Since then, this idea has been vividly debated,however, it was considered more philosophical than scientific. Nevertheless, many researchers agree that this concept has helped the science of the Earth system to move forward, has allowed us to understand that many of the Earth’s cycles are water, nitrogen and carbon cycles; plate tectonics; climate - deeply interconnected and modulated, or modulated by life on Earth.

“A gay may just be a good metaphor,” says Greenspun. "But I wonder if life can be considered something that not only happened on our planet, but what happens to our planet."

“It’s not so easy to separate living and non-livingparts of the earth, ”he adds. “Life has made the Earth what it is, to a large extent. This is the general meaning of the Gaia hypothesis, and the hypothesis of the Living Worlds simply transports this idea to other planets. ”

"The idea of ​​the origin of life, separated from birthliving world has interesting implications for living elsewhere, ”writes Greenspun. "If the self-regulation of Gaia is responsible for the longevity of the Earth, then we need to find other places where this global organism has evolved, and not just places where life could once arise."

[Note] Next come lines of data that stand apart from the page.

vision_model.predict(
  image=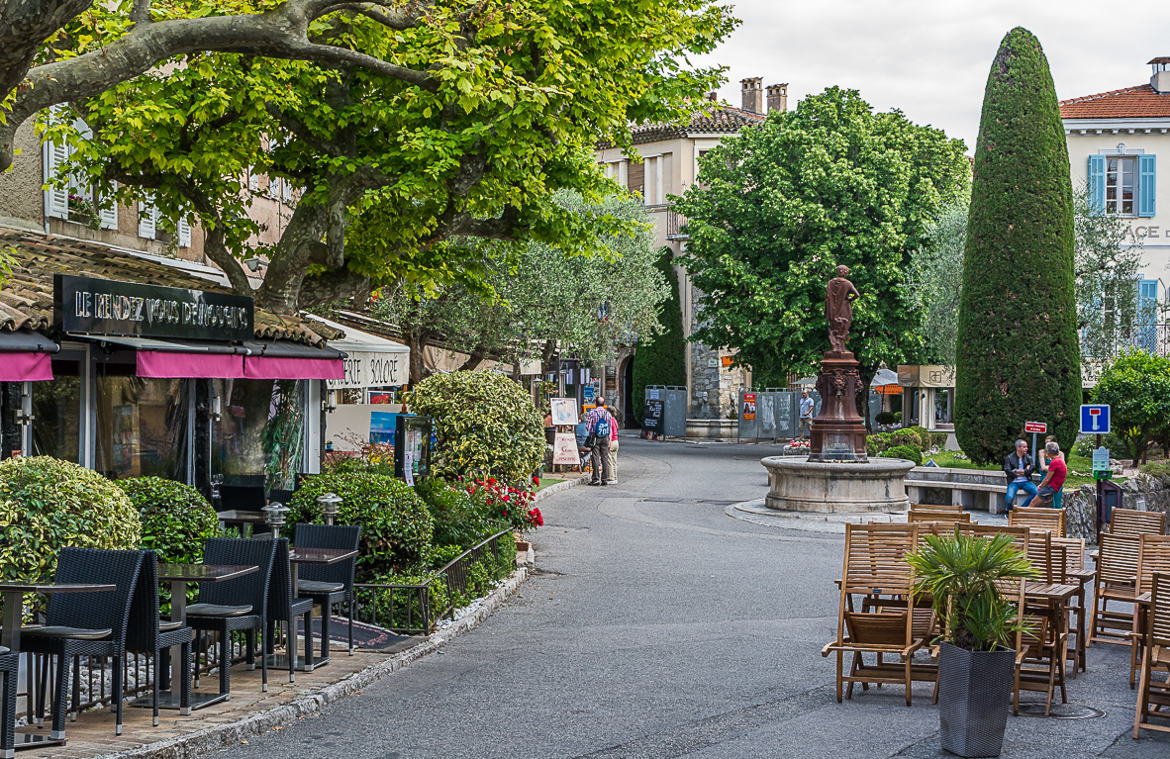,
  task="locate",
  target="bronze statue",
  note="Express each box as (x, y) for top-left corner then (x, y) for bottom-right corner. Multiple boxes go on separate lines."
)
(825, 265), (861, 353)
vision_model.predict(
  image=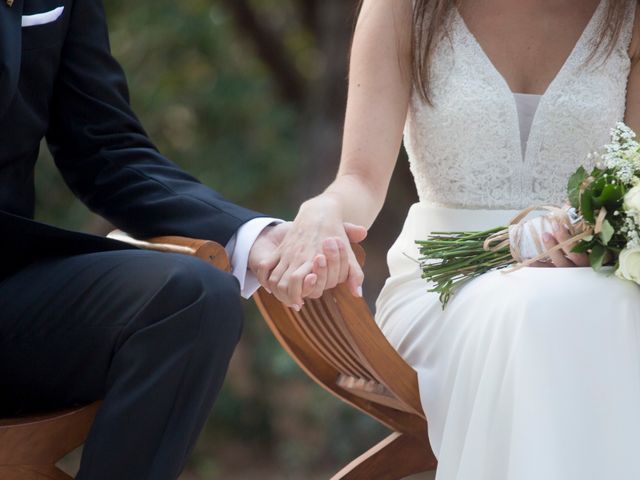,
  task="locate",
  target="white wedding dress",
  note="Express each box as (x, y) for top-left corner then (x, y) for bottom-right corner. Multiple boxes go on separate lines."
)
(376, 0), (640, 480)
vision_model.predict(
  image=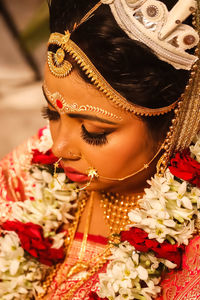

In other words, our search for life should be aimed at places with active geological and meteorological cycles, potentially signaling a living biosphere.

By the present moment we have found almost 2000 planets,revolve around distant stars, and continue to find new ones. Although these worlds may be too far away for us to find any direct evidence of life in the near future, scientists are becoming more and more experienced in determining the composition of their atmospheres. Perhaps one day this skill will allow us to distinguish between a “failed biosphere” and potentially living worlds.